Ten groups, brought together by the Long Island Civic Engagement Table in Brentwood, sent letters Thursday to King (R-Seaford) and Zeldin (R-Shirley), demanding that they oppose the orders to halt entry from certain Muslim-majority countries and to suspend the refugee program.
The letters called the restrictions a “ban that seeks to exclude human beings based on nothing but their religion or country of origin.”
King, a member of the House Homeland Security Committee, defended the policy as a matter of national security.
“It is not a Muslim ban. It is an anti-terrorist ban,” he said in a phone interview from the nation’s capital. “My concern is to protect the lives of innocent Americans.”
Zeldin, in a statement, said he supports “the temporary halt of refugees from certain nations” until it is clear they don’t represent a threat.
“Like every American, I have sympathy for the innocent person who is looking to come to America for a better life,” Zeldin said, “but I believe that the process must without exception prioritize America’s national security first and that it cannot allow someone entry until we know for sure they will not pose a risk.”

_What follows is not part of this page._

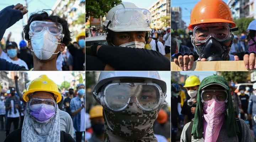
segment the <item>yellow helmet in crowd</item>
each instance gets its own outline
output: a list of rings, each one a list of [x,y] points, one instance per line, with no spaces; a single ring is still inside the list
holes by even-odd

The two congressmen have backed the restrictions, included in orders issued by President Donald Trump to temporarily stop the entry of immigrants, refugees and visitors from nations deemed terror threats. The administration proposed the measures while it looks into stronger vetting procedures.
Implementation of both Trump’s initial order of Jan. 27 and the revised order of March 6 has been halted by federal judges hearing challenges of their constitutionality. The revised order was to become effective Thursday before judges in Hawaii and Maryland blocked it.

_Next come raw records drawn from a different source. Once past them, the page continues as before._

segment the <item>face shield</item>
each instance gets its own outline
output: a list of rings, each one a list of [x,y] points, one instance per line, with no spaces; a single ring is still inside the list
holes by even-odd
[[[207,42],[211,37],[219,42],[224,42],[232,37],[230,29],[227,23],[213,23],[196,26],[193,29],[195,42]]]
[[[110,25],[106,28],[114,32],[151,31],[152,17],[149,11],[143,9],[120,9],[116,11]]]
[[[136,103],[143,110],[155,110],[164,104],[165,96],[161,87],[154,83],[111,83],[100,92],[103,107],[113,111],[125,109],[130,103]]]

The Long Island advocacy organizations include the labor union 32 BJ SEIU, the largest such service employees’ group in the country, immigrant-rights group Make The Road New York, and The Muslim Center of Long Island in Bay Shore.
“We expect our representatives to stand up for all of their constituents and speak out against xenophobia and bigotry in all forms,” their letter says. “Your support for this ban under the pretext of national security is concerning, and your silence on the Trump administration’s scapegoating and continued dishonest, dangerous rhetoric about Muslims, refugees and immigrants is unacceptable.”

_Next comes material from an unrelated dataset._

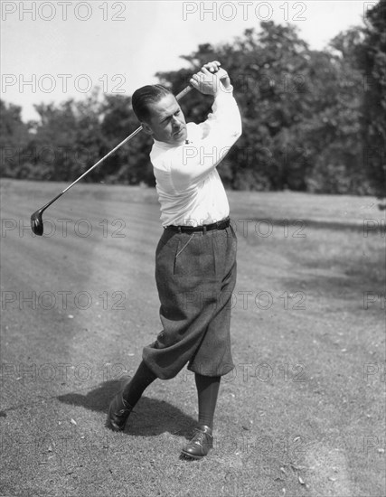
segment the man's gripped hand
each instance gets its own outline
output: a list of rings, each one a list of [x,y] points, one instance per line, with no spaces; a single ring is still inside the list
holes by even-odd
[[[218,61],[204,64],[201,70],[193,75],[190,84],[204,95],[216,96],[219,91],[231,91],[228,72],[220,66]]]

The advocates asked that the congressmen reply to their letter within a week and also meet with them.
King, in the interview, said he didn’t appreciate the characterization of the policy as bigoted. He said a meeting with the groups would be “a waste of time.”
“I am concerned with stopping terrorism and that’s what I want to spend my time doing,” King said. The countries in both executive orders were flagged as terror threats by the administration of President Barack Obama and Congress, he noted.
A spokeswoman for Zeldin said he is willing to meet with district residents and with members of the groups upon request.
Countries in the order issued earlier this month are Iran, Libya, Somalia, Sudan, Syria and Yemen. Iraq, included in the January order, was dropped. All have Muslim majorities.
The order also seeks to suspend admittance of all refugees, as did the initial action in January.
Muhammad Jabbar, imam of The Muslim Center of Long Island, also known as Masjid Darul Qur’an, said the restrictions are hurting his community. Many Muslims, he said, are afraid of being kept out of the country if they travel and others have experienced increased scrutiny at airports.
“There are so many of our attendees who have fear in their minds,” Jabbar said. “We want them [the congressmen] to pay heed to these genuine demands of their electorate here.”